Monasteries and convents, a few of which are found in Santa Cruz County, are examples of intentional communities which are of type 1, that is, of institutional spirituality, and they are listed under their religious families in this study. There are also intentional communities which have been formed outside denominational structures. The Encyclopedia's Communal Family consists of a few small denominational groups, such as Hutterites, which do not and have not existed in Santa Cruz County, of a number of non-denominational Christian groups, and of some decidedly non-institutional groups, that is to say, hippies and others. These are the groups which, along with the Ohlone and Romani, make up #14 of the present study.

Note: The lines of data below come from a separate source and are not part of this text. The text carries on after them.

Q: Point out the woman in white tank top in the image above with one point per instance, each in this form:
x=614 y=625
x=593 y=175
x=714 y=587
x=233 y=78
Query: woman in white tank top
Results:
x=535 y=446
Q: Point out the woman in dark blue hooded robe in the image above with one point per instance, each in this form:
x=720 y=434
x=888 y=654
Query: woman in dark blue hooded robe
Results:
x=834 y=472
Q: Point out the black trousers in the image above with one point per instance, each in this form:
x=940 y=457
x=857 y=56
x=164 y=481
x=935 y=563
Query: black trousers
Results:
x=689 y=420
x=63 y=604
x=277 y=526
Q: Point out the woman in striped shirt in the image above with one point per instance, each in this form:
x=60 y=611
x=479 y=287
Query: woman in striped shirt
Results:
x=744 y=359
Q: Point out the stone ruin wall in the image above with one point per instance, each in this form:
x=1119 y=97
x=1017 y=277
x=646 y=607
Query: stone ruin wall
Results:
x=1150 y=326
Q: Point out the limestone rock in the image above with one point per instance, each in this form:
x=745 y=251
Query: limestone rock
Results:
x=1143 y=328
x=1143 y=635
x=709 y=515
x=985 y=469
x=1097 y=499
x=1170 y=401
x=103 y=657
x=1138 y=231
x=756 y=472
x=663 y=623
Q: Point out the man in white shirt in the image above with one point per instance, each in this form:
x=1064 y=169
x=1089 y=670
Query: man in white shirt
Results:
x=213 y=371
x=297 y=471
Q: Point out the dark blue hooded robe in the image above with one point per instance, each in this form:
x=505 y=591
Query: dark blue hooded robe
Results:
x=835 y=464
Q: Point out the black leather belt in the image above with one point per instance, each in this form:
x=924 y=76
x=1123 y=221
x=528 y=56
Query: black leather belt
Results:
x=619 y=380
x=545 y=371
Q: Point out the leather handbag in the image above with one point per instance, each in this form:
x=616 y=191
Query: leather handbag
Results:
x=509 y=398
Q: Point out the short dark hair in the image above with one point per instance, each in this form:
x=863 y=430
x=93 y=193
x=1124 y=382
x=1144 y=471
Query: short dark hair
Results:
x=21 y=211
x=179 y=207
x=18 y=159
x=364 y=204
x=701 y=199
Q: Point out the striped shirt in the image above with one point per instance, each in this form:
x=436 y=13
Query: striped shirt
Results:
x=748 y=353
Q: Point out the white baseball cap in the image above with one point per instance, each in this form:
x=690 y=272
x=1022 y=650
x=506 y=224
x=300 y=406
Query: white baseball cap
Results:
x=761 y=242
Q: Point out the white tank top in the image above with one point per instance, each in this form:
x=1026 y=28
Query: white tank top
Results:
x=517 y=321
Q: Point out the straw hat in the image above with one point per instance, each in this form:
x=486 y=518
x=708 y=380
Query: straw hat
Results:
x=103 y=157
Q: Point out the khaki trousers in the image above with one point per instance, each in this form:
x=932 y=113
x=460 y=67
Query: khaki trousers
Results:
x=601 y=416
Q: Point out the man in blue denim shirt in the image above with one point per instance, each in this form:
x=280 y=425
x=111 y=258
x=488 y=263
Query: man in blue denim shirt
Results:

Ohlone People. Community, Santa Cruz area, before 1791-2008.

Details on the spirituality of the Ohlone are in the essay "Ohlone People" in Chapter 5 Particulars. Although the essay does not state it, I think it to be incontrovertible that some present day Santa Cruz County residents have Ohlone blood.

Romani People. Community, Santa Cruz area, 1876-1948.

Details on the spirituality of the Romani (Roma or Gypsies) are in the essay "Romani People" in Chapter 5 Particulars.

Communes founded before the 1960s

» Spirit Fruit Society. Community, Soquel, 1915-1930.

Founded in Ohio in 1899, this communal group passed its final 15 years in Soquel. Its story can be found in the essay "Spirit Fruit Society" in Chapter 5 Particulars.

» New Jerusalem Colony. Community, Santa Cruz County, c1915-1944.

From 1901 to 1944 this was the home, in the Skyland/Loma Prieta area, of Mother Alice Benninghoven, an eccentric who gave the impression that she considered her place a religious colony. Although she did not seem to have disciples or associates, she is credited with the writing of two books: Born of the Spirit, and A Martyr's Vision. (Margaret Louise Rapp Tarquinio, Mama's Memoirs: Growing Up in the Santa Cruz Mountains, pp. 150-155)

John V. Young, in his book, Ghost Towns of the Santa Cruz Mountains, Paper Vision Press, Santa Cruz, 1979, states on p. 88,

While several fine homes are still to be found in the community, the principal attraction at the present is the New Jerusalem colony of Mr. Ernest Benninghoven, a strange religious cult which has struggled along for the last fifteen or twenty years with a handful of converts. Its center is the 'Mt. Sinai Shrine,' a memorial to the memory of Benninghoven, who departed this earth a few years ago.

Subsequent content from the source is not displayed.